- Born: December 18, 1955 (age 70) Connecticut
- Occupations: Paranormal researcher TV personality Author Lecturer
- Organization: Paranormal Research Society of New England
- Spouse: Cheryl Zaffis ​(m. 1984)​
- Children: 3
- Website: johnzaffis.com

= John Zaffis =

American paranormal researcher (born 1955)

John Zaffis (born December 18, 1955) is an American paranormal researcher born and based in Connecticut. He starred in the SyFy paranormal reality TV show, Haunted Collector, and runs the Paranormal and Demonology Research Society of New England, which he founded in 1998.

==Career==
Zaffis has over forty years of experience as a paranormal investigator. Research has taken Zaffis all over the United States as well as Canada, England, and Scotland. He lectures at colleges, universities, and libraries throughout the United States, although usually not under academic auspices. Zaffis currently runs the Museum of the Paranormal located in Stratford, Connecticut. He also starred in and wrote the documentary film Museum of the Paranormal, which was released in spring 2010 and produced by New Gravity Media. His first book, Shadows of the Dark, was co-written with Brian McIntyre and published in 2004 through iUniverse.

A documentary film on his work and personal life, called John Zaffis: The World Within and produced by CORE Films (which also produced the paranormal documentary series Scared!), was released on September 3, 2010.

==Haunted Collector==
Zaffis starred in a documentary TV series on Syfy called Haunted Collector, which premiered on June 1, 2011. It features him, his son, his daughter, and three other crew members searching for ghosts in certain buildings people call upon him to investigate.

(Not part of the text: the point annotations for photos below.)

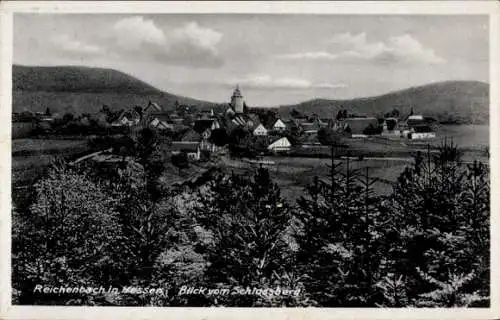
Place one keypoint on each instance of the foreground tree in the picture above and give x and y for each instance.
(440, 240)
(248, 221)
(339, 239)
(70, 237)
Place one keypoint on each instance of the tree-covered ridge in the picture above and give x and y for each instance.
(340, 245)
(453, 102)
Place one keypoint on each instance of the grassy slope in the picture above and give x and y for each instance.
(467, 101)
(83, 89)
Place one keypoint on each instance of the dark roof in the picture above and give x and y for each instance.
(203, 124)
(185, 146)
(308, 126)
(191, 136)
(358, 125)
(423, 128)
(153, 107)
(161, 116)
(415, 122)
(310, 139)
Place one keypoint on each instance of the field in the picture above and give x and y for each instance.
(293, 173)
(30, 157)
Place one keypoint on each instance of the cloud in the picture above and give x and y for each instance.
(134, 32)
(72, 45)
(268, 82)
(188, 45)
(319, 55)
(403, 49)
(140, 39)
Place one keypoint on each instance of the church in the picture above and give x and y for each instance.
(237, 104)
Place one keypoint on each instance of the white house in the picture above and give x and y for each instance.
(279, 125)
(280, 145)
(260, 130)
(192, 149)
(160, 123)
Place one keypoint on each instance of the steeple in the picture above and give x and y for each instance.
(237, 100)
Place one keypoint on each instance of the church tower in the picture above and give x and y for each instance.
(237, 100)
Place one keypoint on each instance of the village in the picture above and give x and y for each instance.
(243, 132)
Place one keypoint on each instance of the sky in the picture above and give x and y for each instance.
(275, 59)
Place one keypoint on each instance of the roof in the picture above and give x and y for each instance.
(279, 123)
(311, 139)
(202, 124)
(423, 128)
(254, 118)
(161, 116)
(191, 136)
(153, 107)
(240, 120)
(308, 126)
(260, 127)
(415, 122)
(185, 146)
(358, 125)
(280, 143)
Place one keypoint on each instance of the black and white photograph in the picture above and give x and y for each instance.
(249, 159)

The premise of the show is that the crew finds an item in the building that may have some sort of connection with a haunting. John would take certain items claiming they were haunted. The show was initially cancelled in November 2013. It has subsequently been renewed and as of October 2016 is releasing new episodes on Destination America.

==Other media appearances==
Zaffis has made appearances on Unsolved Mysteries, Fox News Live, and the Discovery Channel documentaries Little Lost Souls and A Haunting in Connecticut. He currently co-hosts the Paranormal Nights radio show with Brendan Keenan. Zaffis was also in two episodes of A Haunting ("The Possessed" and "Ghost Hunter") where the main characters of both episodes are possessed by harmful demons. In the 2008 docudrama The Possessed, he plays himself as the demonologist. Zaffis also appeared and was interviewed in the 2009 Ghost Adventures episode at the Remington Arms factory. He also appeared in the 2009 Scared! episode filmed at the Grand Midway Hotel.

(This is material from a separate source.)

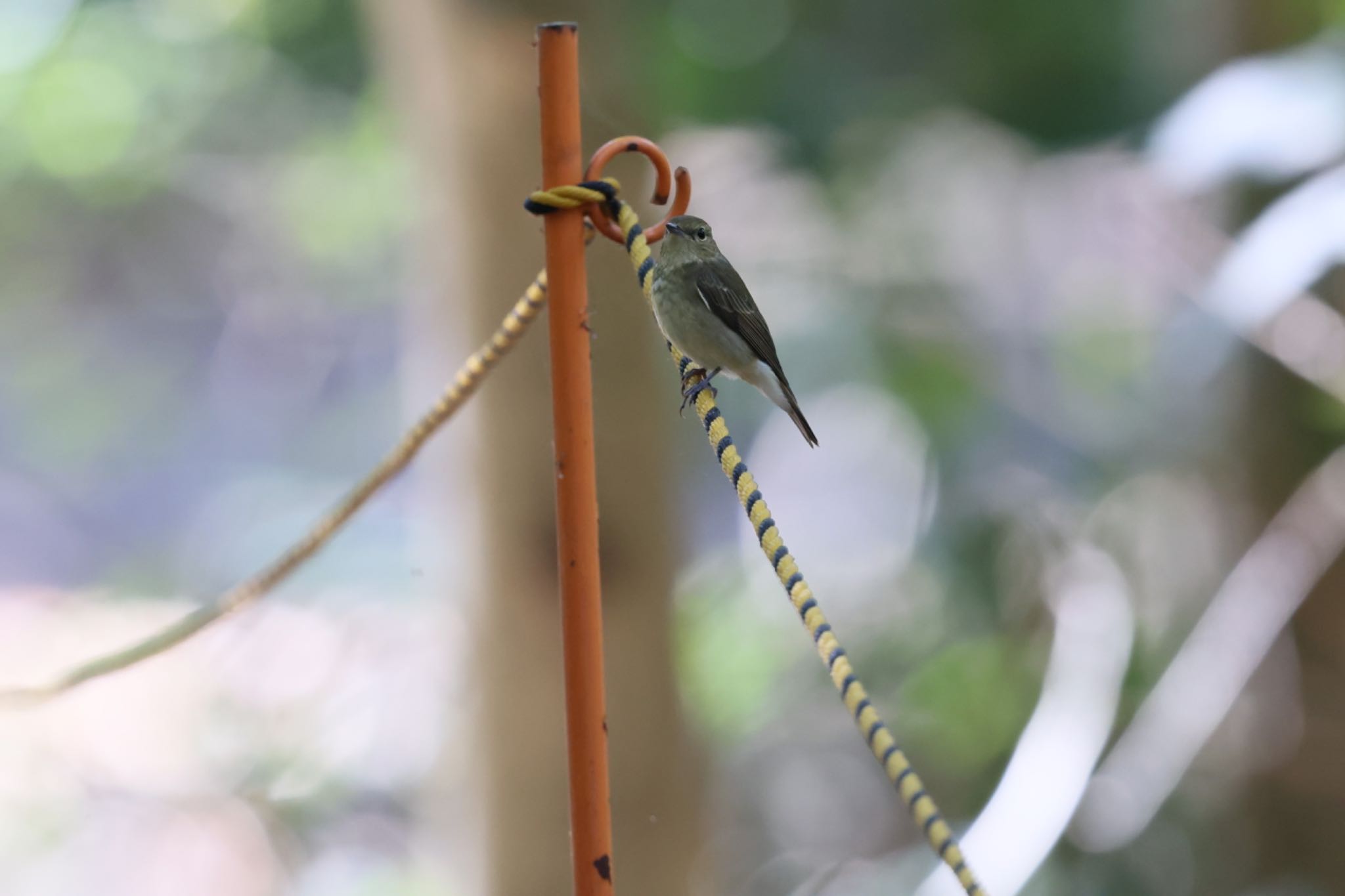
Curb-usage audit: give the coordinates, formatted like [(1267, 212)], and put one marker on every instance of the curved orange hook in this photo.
[(665, 181)]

Zaffis has appeared six times on the long-running radio program Coast to Coast AM from 2005 to 2007. Often, he is a guest and co-host on the Beyond Reality Radio program hosted by The Atlantic Paranormal Society's Jason Hawes and Grant Wilson.

He has also appeared in several episodes of the Travel Channel's paranormal reality TV program, Ghost Adventures, as well as on ABC's investigative program, 20/20, and on Piers Morgan's cable talk show broadcast on CNN.

==Personal life==
Zaffis admits that he was initially very skeptical of the existence of ghosts, until one Wednesday evening when he was sixteen and saw a transparent apparition at the foot of his bed shaking its head back and forth. When he told his mother of the incident, Zaffis learned that his grandfather, when he was alive, always shook his head when he was upset about something. In the next few days, Zaffis' grandmother, who lived with him, died. This incident piqued his interest in the paranormal and set him about talking to authorities on the subject and reading about the paranormal. Zaffis spent his first years studying under his uncle and aunt Ed and Lorraine Warren, both demonologists.

What he learned from his aunt and uncle exceeded his original interests in ghosts and haunted houses. Zaffis became interested in demonology at a young age, which led into his involvement with cases of spirit possession and exorcism and working with prominent exorcists in that field. He has studied the work of Roman Catholic priests, monks, Buddhists, rabbis, and Protestant ministers. Zaffis has also taken part in and assisted with the work of well-known exorcists like Bishop Robert McKenna, Malachi Martin, and Reverend Jun.

According to fellow paranormal investigator Jason Hawes, co-star of the reality television series Ghost Hunters, Zaffis counseled him after he began seeing apparitions at the age of twenty. Hawes credits Zaffis with his subsequent career as a ghost hunter.